Go the permission tab for the professor table. Yeah the same place we created roles:
Here we already created ‘Professor’ and ‘Student’ roles. By default all of the permissions will be marked as a red ‘X’, which means neither of the roles have any permission for this table. Let’s change that. Click on the update permission of ‘Professor’ role. You should see something like this:
Expand the ‘Row update permissions’ and select ‘With custom check’. The check will be based on the ‘X-Hasura-User-Id’ aka the firebase uid extracted from the JWT. If there is a row whose ‘id’ (Firebase uid) property equals to the id from the JWT and the JWT also has the ‘Professor’ in the list of ‘x-hasura-allowed-roles’, the user can update that particular role.
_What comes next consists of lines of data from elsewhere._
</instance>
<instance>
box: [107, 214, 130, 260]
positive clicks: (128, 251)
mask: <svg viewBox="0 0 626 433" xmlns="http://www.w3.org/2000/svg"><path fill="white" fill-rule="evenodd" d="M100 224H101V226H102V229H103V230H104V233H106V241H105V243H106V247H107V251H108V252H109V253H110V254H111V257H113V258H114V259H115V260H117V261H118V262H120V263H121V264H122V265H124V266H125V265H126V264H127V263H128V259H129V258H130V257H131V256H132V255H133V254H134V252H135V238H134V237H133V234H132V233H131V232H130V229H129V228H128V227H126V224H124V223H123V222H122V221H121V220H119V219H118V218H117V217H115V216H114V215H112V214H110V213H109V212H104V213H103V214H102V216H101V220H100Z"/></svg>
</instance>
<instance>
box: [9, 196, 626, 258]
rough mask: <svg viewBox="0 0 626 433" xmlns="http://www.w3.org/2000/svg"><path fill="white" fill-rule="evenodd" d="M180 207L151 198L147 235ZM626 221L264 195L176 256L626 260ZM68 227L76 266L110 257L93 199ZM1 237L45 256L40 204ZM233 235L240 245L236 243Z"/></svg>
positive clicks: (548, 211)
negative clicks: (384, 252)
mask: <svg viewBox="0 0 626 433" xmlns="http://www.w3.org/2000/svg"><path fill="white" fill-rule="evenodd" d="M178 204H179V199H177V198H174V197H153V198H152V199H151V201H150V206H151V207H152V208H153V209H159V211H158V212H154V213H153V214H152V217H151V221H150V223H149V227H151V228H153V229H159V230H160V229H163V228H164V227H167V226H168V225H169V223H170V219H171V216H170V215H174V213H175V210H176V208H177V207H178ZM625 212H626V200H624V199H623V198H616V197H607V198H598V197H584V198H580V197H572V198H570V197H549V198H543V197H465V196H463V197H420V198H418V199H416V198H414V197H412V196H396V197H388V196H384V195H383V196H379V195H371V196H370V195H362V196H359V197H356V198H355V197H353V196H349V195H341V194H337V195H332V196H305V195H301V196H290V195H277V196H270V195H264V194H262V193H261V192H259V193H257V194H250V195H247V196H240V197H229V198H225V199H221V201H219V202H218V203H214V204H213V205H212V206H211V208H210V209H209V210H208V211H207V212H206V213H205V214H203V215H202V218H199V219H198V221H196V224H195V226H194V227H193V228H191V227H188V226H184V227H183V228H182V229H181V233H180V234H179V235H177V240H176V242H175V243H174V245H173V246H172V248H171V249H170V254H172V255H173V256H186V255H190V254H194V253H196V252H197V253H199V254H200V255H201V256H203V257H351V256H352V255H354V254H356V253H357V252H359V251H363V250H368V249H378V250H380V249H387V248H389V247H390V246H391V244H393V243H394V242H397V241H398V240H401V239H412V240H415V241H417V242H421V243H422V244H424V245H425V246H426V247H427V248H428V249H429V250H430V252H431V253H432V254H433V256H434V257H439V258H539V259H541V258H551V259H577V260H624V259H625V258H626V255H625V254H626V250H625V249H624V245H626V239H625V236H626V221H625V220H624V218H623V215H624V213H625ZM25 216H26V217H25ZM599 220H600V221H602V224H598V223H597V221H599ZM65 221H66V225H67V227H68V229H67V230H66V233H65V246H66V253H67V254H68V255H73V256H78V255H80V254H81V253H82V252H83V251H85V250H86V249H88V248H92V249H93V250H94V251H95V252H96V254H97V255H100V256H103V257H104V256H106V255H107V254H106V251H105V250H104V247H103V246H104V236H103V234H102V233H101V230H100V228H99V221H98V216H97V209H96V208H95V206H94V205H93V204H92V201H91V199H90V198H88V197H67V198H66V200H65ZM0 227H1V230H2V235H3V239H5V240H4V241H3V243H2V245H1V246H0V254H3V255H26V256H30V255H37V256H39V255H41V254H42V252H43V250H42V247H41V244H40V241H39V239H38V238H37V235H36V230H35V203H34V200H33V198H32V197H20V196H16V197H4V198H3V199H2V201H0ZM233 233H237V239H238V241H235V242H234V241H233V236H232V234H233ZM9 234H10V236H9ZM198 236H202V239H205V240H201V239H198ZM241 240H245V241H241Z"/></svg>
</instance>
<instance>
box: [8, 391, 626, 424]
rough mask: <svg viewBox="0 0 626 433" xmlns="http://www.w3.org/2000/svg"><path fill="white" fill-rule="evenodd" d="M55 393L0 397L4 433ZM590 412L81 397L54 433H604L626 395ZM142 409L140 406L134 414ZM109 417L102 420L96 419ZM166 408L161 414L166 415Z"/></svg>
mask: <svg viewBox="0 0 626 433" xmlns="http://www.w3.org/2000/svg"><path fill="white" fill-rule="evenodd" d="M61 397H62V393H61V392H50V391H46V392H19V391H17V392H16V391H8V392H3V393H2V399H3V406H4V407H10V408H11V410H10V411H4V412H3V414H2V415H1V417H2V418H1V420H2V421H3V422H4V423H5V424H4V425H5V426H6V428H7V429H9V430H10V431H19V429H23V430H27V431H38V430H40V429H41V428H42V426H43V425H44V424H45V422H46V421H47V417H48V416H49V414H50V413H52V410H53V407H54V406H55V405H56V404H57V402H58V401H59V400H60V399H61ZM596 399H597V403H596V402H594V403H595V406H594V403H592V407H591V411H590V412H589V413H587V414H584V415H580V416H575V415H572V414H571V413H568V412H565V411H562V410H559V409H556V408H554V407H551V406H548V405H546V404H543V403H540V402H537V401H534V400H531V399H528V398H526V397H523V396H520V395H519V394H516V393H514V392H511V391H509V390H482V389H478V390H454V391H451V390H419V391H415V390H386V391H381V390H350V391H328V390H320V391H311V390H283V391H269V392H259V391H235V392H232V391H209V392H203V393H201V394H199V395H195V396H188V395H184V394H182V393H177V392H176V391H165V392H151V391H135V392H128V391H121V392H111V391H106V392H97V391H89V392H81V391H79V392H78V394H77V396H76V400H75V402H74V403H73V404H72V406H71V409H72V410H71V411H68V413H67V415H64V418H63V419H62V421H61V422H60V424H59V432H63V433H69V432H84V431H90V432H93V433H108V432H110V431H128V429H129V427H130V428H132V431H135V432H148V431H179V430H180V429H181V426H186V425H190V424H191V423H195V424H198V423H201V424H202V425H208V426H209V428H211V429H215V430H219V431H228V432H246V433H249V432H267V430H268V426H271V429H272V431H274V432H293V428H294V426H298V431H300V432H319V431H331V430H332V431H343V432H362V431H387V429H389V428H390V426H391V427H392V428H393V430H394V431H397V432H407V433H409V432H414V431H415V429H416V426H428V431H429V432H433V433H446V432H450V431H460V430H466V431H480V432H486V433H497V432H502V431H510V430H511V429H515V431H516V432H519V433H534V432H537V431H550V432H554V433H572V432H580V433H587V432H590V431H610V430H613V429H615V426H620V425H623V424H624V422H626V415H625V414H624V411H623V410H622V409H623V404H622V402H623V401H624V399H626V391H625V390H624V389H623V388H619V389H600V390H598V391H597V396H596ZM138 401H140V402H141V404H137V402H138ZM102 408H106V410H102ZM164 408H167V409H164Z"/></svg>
Your custom check should look something like this:
Finally go to the ‘Column update permission’ tab and toggle the table property you want to allow to be updated under this custom check and click on ‘save permission’. The red ‘X’ mark should now change into this weird looking funnel thingy mark:
But wait, we don’t want to let the ‘Student’ role to update the professor table. Don’t worry, the red ‘X’ mark on the ‘Student’ update permission indicates the ‘Student’ role has no power here.
You can setup permissions for the student table in the same way.